Reputation: 581
I've got a MDP problem with the following environment (3x4 map):
with the possible actions Up/Down/Right/Left and a 0.8 chance of moving in the right direction, 0.1 for each adjoining direction (e.g. for Up: 0.1 chance to go Left, 0.1 chance to go Right).
Now what I need to do is calculate the possible results starting in (1,1) running the following sequence of actions:
[Up, Up, Right, Right, Right]
And also calculate the chance of reaching a field (for each possible outcome) with this actions sequence. How can I do this efficiently (so not going through the at least 2^5, max 3^5 possible results)?
Thanks in advance!
Upvotes: -1
Views: 358
Reputation: 11
Well. I wonder if you are solving the RL problem. We now usually solve the RL problem with Bellman equation and Q-learning.
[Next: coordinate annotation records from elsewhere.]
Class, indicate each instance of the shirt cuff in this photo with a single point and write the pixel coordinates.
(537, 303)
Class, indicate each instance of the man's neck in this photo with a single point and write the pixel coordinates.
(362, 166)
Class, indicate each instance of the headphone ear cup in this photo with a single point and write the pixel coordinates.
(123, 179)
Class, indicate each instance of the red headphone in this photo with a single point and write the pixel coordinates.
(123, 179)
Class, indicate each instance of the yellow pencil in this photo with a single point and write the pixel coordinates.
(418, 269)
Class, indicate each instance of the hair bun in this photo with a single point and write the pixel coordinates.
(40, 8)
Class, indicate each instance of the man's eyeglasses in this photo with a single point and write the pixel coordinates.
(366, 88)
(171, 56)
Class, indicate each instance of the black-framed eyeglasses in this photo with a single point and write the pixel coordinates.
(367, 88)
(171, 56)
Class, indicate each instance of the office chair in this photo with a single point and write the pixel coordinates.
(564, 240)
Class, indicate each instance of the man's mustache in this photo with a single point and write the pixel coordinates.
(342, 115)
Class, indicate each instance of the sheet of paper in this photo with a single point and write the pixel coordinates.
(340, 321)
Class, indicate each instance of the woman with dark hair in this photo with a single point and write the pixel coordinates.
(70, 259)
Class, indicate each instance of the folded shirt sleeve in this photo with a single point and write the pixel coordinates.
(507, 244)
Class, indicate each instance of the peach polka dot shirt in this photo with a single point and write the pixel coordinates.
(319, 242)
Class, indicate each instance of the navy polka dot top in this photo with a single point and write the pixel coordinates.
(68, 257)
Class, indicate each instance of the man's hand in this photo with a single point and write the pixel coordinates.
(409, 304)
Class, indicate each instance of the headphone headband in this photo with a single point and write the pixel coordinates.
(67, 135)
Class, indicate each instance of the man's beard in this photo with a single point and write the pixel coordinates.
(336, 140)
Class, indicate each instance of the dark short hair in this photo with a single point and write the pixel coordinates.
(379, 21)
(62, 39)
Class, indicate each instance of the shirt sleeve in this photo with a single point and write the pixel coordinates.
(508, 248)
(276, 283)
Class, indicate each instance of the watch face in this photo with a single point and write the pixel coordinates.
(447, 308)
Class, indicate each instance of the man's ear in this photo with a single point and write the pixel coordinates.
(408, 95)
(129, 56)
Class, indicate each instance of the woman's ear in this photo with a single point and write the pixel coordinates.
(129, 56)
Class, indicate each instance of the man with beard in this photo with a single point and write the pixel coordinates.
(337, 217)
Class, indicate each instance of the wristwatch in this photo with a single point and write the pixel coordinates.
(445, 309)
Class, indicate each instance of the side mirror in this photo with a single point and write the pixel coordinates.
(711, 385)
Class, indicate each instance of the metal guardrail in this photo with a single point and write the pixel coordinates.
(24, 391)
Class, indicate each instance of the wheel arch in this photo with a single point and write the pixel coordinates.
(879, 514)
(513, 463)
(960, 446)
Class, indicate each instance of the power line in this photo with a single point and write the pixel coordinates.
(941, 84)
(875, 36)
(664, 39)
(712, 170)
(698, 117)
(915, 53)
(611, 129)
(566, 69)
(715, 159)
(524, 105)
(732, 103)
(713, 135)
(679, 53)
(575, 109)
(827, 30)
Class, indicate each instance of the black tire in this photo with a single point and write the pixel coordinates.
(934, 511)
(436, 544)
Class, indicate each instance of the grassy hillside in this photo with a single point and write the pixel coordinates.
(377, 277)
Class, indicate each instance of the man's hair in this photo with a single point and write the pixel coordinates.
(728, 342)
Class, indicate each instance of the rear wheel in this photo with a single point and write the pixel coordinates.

You will also benefit from this lecture. http://cs229.stanford.edu/notes/cs229-notes12.pdf
And if you have finished learning, repeat the whole process and you will know [up, up, right, right, right]'s probability.
and after learning, the second constraint will be meaningless because it reaches the correct answer almost immediately.
I think this example is in AIMA, right? Actually I have a few questions about the approach. I think it doesn't seem to right my answer if you approach it very theoretically.
while not done:
if np.random.rand(1) < e:
action = env.action_space.sample()
else:
action = rargmax(Q[state, :])
new_state, reward, done, _ = env.step(action)
Q[state, action] = Q[state, action]+ lr * (reward + r*np.max(Q[new_state,:]) - Q[state, action])
and this is the code I simply code with the gym.
Upvotes: 0